Yellowedge

 

Family Serranidae, SEA BASSES AND GROUPER
Epinephelus flavolimbatus

Illustration and Copyright by Duane Raver

Illustrations are for viewing purposes only.

Description: The body is light tan to grayish brown along the back and upper sides. The lower sides and belly are whitish. The dorsal, pectorals, and occasionally the caudal fins are trimmed in bright yellow. Juveniles are usually speckled with white spots and possess a black blotch on the caudal peduncle. The black spot does not reach below the lateral line. A similar spot is found on young snowy grouper, but it is positioned lower.
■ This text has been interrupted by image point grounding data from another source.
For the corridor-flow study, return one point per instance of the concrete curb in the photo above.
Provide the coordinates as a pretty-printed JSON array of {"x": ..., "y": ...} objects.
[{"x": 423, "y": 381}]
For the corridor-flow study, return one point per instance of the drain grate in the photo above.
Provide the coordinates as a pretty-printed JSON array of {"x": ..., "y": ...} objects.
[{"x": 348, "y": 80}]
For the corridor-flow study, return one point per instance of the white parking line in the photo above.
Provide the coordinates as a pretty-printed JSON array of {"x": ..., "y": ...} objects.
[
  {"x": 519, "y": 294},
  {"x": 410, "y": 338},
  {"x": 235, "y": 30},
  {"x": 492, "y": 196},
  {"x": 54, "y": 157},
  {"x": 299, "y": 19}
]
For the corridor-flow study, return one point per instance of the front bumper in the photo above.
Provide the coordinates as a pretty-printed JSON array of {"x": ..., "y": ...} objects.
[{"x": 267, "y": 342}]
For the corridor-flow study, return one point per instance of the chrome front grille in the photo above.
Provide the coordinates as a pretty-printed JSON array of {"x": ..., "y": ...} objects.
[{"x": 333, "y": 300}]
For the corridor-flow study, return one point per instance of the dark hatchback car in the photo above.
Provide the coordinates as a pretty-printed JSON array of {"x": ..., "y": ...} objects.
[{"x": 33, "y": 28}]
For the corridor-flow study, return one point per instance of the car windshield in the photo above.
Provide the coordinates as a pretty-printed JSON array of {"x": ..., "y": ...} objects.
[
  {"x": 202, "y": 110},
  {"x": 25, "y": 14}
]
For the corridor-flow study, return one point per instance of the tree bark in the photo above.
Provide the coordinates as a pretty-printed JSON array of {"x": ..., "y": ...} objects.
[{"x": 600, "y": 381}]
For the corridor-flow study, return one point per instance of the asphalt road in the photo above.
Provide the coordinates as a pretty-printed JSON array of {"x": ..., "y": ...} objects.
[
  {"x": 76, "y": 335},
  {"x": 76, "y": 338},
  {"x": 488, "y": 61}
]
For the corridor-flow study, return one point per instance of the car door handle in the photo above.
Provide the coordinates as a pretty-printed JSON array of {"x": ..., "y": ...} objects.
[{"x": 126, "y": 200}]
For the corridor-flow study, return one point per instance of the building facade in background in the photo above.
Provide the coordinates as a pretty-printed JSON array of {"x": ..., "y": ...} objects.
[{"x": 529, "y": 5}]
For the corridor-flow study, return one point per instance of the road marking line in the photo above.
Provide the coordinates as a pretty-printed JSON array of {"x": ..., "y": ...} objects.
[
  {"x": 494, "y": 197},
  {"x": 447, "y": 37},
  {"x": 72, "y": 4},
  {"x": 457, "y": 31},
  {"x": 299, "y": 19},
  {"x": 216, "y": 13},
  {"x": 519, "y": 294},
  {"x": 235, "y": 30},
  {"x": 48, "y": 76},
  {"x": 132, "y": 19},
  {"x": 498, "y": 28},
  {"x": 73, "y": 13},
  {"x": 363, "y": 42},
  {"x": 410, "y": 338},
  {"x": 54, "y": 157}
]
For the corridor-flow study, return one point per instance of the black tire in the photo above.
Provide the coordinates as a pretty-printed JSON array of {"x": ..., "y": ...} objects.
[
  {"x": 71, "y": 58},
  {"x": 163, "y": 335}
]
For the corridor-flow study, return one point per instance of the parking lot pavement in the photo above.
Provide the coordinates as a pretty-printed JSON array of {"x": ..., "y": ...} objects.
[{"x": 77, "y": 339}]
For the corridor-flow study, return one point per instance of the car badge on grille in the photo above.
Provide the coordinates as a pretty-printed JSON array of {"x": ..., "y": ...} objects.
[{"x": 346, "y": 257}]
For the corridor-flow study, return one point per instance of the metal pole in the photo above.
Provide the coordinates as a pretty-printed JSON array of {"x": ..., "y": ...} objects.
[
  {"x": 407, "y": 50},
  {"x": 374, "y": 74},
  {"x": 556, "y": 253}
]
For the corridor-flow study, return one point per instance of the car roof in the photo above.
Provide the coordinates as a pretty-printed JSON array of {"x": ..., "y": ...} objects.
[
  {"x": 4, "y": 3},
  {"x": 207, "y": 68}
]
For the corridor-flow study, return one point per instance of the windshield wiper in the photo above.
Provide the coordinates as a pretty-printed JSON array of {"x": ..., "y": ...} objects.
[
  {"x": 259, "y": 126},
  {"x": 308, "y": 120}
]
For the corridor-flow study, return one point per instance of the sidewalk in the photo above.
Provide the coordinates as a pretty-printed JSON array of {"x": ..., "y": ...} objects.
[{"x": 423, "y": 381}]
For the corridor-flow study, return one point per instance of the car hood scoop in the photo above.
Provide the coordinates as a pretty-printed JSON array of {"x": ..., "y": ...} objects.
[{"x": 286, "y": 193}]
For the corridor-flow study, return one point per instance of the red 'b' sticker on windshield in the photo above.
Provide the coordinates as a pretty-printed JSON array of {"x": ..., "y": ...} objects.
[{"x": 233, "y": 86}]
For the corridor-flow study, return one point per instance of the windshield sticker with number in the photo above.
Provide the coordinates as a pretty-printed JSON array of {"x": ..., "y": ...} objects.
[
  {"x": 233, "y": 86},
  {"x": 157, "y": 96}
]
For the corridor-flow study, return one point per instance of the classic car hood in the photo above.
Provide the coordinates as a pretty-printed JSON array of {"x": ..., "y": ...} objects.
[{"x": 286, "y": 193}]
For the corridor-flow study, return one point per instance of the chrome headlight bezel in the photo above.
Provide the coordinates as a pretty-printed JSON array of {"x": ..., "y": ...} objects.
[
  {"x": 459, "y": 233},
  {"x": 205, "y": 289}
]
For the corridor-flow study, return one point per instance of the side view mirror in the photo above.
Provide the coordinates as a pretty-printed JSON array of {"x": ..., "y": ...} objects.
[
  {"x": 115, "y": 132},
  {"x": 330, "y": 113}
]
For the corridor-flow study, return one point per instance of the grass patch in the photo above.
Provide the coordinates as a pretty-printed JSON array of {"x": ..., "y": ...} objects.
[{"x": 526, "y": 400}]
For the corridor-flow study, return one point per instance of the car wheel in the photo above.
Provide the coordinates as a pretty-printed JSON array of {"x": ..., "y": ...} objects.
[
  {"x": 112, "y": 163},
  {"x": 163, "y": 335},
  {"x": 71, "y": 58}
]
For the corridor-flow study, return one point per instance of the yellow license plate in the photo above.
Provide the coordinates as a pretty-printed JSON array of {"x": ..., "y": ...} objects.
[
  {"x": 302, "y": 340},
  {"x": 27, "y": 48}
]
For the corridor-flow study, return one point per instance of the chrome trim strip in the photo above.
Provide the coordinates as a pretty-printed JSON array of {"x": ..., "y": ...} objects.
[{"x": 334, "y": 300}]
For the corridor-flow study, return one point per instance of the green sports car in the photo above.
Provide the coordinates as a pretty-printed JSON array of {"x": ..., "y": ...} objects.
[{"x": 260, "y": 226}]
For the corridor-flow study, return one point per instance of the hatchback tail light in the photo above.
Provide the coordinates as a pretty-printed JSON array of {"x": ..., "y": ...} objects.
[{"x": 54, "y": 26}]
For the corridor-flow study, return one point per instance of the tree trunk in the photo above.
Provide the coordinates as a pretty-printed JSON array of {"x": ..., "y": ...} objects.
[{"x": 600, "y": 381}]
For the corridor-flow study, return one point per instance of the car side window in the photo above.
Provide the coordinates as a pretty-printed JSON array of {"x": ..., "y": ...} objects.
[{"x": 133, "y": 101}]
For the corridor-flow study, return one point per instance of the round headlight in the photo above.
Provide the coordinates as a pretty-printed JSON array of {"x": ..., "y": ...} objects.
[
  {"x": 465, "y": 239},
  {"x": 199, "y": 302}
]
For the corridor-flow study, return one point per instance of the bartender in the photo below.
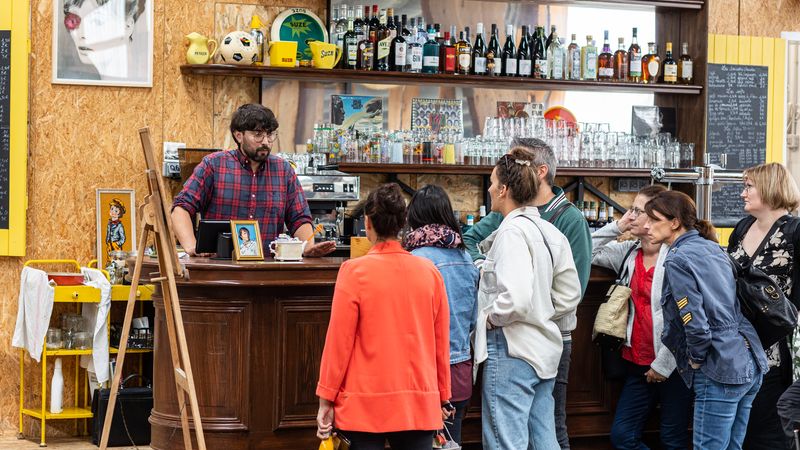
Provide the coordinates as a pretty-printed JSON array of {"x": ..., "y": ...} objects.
[{"x": 248, "y": 183}]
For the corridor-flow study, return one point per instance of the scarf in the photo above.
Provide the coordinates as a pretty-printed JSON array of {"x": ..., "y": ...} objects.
[{"x": 432, "y": 235}]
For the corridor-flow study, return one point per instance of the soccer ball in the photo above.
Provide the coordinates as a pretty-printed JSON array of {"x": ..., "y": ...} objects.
[{"x": 238, "y": 47}]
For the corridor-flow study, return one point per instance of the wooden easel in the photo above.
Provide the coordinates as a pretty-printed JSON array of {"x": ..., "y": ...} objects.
[{"x": 156, "y": 218}]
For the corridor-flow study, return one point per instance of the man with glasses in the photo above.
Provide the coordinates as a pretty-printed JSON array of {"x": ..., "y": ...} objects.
[{"x": 248, "y": 183}]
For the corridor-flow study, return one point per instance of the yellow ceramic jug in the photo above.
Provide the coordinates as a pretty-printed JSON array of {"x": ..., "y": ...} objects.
[
  {"x": 198, "y": 52},
  {"x": 324, "y": 55}
]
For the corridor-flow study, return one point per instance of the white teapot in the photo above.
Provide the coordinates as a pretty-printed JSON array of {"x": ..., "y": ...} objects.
[{"x": 286, "y": 248}]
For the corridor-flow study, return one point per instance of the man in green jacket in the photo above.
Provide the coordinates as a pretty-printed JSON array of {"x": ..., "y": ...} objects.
[{"x": 555, "y": 208}]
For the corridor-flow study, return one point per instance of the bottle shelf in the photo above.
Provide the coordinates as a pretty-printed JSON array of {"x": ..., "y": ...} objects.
[
  {"x": 476, "y": 81},
  {"x": 456, "y": 169}
]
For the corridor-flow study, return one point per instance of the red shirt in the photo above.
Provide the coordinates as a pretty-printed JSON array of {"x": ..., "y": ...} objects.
[{"x": 641, "y": 351}]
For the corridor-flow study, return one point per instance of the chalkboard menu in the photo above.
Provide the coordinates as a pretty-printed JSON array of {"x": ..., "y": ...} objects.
[
  {"x": 737, "y": 127},
  {"x": 5, "y": 124}
]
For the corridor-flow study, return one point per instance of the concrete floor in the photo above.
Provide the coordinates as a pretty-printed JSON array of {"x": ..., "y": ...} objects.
[{"x": 12, "y": 443}]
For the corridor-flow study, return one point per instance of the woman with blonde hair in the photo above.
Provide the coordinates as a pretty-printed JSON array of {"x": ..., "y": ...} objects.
[{"x": 767, "y": 239}]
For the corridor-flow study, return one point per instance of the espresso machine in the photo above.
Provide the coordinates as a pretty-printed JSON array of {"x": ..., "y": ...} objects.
[{"x": 328, "y": 192}]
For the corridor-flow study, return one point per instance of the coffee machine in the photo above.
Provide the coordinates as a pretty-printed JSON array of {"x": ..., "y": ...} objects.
[{"x": 328, "y": 192}]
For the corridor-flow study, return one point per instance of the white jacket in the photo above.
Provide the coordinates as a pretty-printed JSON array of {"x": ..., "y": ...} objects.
[
  {"x": 523, "y": 291},
  {"x": 608, "y": 252}
]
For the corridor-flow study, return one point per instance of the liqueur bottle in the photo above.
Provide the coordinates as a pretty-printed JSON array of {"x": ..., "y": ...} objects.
[
  {"x": 685, "y": 65},
  {"x": 605, "y": 61},
  {"x": 670, "y": 67},
  {"x": 634, "y": 61},
  {"x": 621, "y": 62},
  {"x": 651, "y": 64}
]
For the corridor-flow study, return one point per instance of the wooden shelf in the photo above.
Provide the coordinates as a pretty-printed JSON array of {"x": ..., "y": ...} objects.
[
  {"x": 477, "y": 81},
  {"x": 454, "y": 169}
]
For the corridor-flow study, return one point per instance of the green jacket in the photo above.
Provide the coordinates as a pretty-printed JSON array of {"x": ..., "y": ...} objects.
[{"x": 571, "y": 222}]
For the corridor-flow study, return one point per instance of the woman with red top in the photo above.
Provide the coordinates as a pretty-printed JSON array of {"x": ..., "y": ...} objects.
[
  {"x": 385, "y": 370},
  {"x": 651, "y": 376}
]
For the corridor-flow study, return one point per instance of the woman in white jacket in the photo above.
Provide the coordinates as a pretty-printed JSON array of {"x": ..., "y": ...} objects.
[
  {"x": 650, "y": 367},
  {"x": 528, "y": 281}
]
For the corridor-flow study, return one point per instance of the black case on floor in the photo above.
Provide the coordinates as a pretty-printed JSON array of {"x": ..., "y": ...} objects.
[{"x": 132, "y": 412}]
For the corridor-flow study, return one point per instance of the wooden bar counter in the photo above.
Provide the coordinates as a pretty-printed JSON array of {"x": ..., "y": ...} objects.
[{"x": 256, "y": 331}]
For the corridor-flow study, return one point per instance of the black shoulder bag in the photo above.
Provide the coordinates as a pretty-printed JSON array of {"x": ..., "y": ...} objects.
[{"x": 761, "y": 300}]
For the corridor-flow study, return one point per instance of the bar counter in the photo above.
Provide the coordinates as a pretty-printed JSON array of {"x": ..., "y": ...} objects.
[{"x": 256, "y": 331}]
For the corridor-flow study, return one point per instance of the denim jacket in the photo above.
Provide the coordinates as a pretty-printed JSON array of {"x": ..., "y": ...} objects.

Where found: inhabits hard bottom and rocky outcroppings in depths of 190 to 220m. It ranges from offshore of NC along the continental shelf break to Brazil and the Gulf of Mexico.


Possession and Size Limits: 4 per person in aggregate of all groupers, No size limit. Captain and crew prohibited from retaining bag limits of any grouper while under charter.


Federal Recreational Season: None


Size: Common to 40 pounds.


Remarks: grouper live at least 15 years and grow to 1110 mm. Like their close relative, snowy grouper, yellowedge grouper are believed to be protogynous hermaphrodites. Sex reversal may take place over a wide range of sizes, but has usually occurred by the time a fish reaches 850 mm (Keener, 1984). Yellowedge grouper normally mature between ages five and six (450 to 469 mm). Spawning occurs from April to October with a September peak, and eggs and larvae are pelagic.

Stock Status: According to a 2011 SEDAR 22 Benchmark Assessment, yellowedge grouper are neither overfished, nor experiencing overfishing.  An update assessment of yellowedge grouper is tentatively scheduled for 2015.